Silvia Doblado

Personal information
- Full name: Silvia Doblado Peña
- Date of birth: 22 March 1987 (age 39)
- Place of birth: Las Palmas de Gran Canaria, Spain
- Height: 1.63 m (5 ft 4 in)
- Positions: Defender; midfielder;

Team information
- Current team: Granadilla

Senior career*
- Years: Team / Apps / (Gls)
- 2003–2005: Rayco
- 2005–2007: Sevilla
- 2007–2008: Apolo Murcia
- 2008–2010: Barcelona
- 2010–2011: Las Palmas
- 2011–2013: Sporting Huelva / 63 / (2)
- 2013–2023: Granadilla / 125 / (2)

International career
- 2004–2006: Spain under-19

= Silvia Doblado =

Spanish footballer

Silvia Doblado Peña is a former Spanish football midfielder, who played for Rayco, Sevilla, Apolo Murcia, Barcelona, Las Palmas, Sporting Huelva and Granadilla.

==Club career==

On 15 June 2011, Doblado transferred from Las Palmas to Sporting de Huelva. Prior to this, she had already played league football for Sevilla and Barcelona. In 2013, she signed for Granadilla, and in doing so, was part of their inaugural squad.

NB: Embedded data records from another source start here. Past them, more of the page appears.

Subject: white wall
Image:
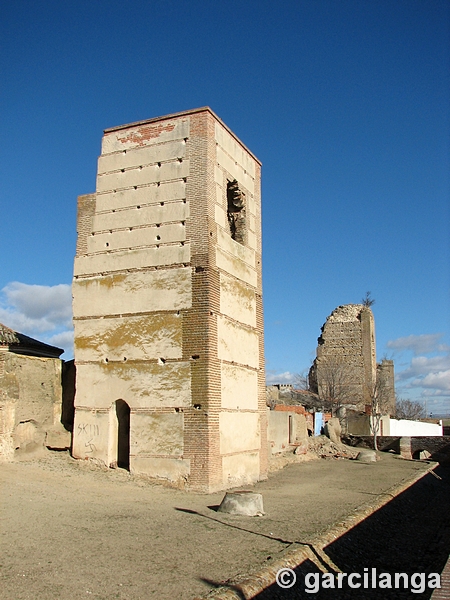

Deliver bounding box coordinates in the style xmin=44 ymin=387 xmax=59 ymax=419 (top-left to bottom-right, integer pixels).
xmin=389 ymin=419 xmax=442 ymax=436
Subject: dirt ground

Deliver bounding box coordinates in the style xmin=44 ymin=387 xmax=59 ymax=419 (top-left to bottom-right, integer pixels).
xmin=0 ymin=452 xmax=442 ymax=600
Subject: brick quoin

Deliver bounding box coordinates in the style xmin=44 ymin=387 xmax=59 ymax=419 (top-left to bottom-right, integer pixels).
xmin=73 ymin=107 xmax=267 ymax=492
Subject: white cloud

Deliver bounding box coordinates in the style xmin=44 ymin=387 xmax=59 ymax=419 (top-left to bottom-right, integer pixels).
xmin=387 ymin=333 xmax=450 ymax=356
xmin=412 ymin=369 xmax=450 ymax=395
xmin=387 ymin=333 xmax=450 ymax=413
xmin=397 ymin=354 xmax=450 ymax=381
xmin=266 ymin=371 xmax=295 ymax=385
xmin=0 ymin=281 xmax=73 ymax=351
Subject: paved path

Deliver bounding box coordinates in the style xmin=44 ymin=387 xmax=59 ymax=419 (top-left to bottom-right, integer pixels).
xmin=0 ymin=454 xmax=448 ymax=600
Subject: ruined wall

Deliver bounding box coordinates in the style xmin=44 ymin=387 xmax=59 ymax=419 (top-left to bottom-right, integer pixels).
xmin=73 ymin=109 xmax=267 ymax=491
xmin=309 ymin=304 xmax=376 ymax=410
xmin=0 ymin=349 xmax=66 ymax=460
xmin=267 ymin=406 xmax=308 ymax=455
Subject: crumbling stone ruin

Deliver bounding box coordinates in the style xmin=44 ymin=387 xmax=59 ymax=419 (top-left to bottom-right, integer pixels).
xmin=309 ymin=304 xmax=395 ymax=412
xmin=0 ymin=323 xmax=70 ymax=461
xmin=73 ymin=108 xmax=267 ymax=491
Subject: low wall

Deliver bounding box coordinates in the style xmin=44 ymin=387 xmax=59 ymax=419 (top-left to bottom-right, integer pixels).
xmin=389 ymin=419 xmax=443 ymax=437
xmin=268 ymin=410 xmax=308 ymax=454
xmin=346 ymin=435 xmax=450 ymax=462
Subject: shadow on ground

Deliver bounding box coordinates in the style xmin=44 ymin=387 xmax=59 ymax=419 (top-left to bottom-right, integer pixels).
xmin=205 ymin=466 xmax=450 ymax=600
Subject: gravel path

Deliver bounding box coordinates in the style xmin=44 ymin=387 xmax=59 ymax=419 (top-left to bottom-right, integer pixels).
xmin=0 ymin=453 xmax=442 ymax=600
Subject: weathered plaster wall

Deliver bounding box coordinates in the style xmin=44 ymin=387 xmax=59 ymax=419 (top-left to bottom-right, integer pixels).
xmin=0 ymin=350 xmax=70 ymax=460
xmin=268 ymin=406 xmax=308 ymax=454
xmin=73 ymin=109 xmax=267 ymax=491
xmin=214 ymin=123 xmax=267 ymax=485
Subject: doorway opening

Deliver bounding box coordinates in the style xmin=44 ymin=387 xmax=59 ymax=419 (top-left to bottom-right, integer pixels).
xmin=115 ymin=400 xmax=130 ymax=471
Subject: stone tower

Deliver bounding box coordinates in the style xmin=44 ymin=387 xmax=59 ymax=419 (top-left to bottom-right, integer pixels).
xmin=309 ymin=304 xmax=377 ymax=410
xmin=73 ymin=107 xmax=267 ymax=492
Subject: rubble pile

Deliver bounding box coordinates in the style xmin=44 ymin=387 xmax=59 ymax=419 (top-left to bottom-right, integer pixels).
xmin=308 ymin=435 xmax=359 ymax=458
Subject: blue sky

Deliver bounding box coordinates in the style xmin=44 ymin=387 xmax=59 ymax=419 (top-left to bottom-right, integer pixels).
xmin=0 ymin=0 xmax=450 ymax=413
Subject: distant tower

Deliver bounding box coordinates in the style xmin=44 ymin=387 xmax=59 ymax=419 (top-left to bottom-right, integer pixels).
xmin=309 ymin=304 xmax=377 ymax=410
xmin=73 ymin=108 xmax=267 ymax=491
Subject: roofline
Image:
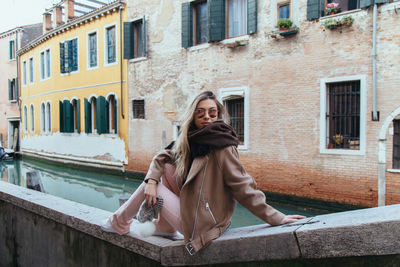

In 2021, having played more than 150 games for the Canarian club and participated in their promotion to the Primera División in 2015, Doblado renewed her contracted with Granadilla.

==International career==

As an under-19 international she won the 2004 U-19 European Championship and played the subsequent World Championship. In 2012, she was called up to train with Spain's senior team at La Ciudad del Fútbol.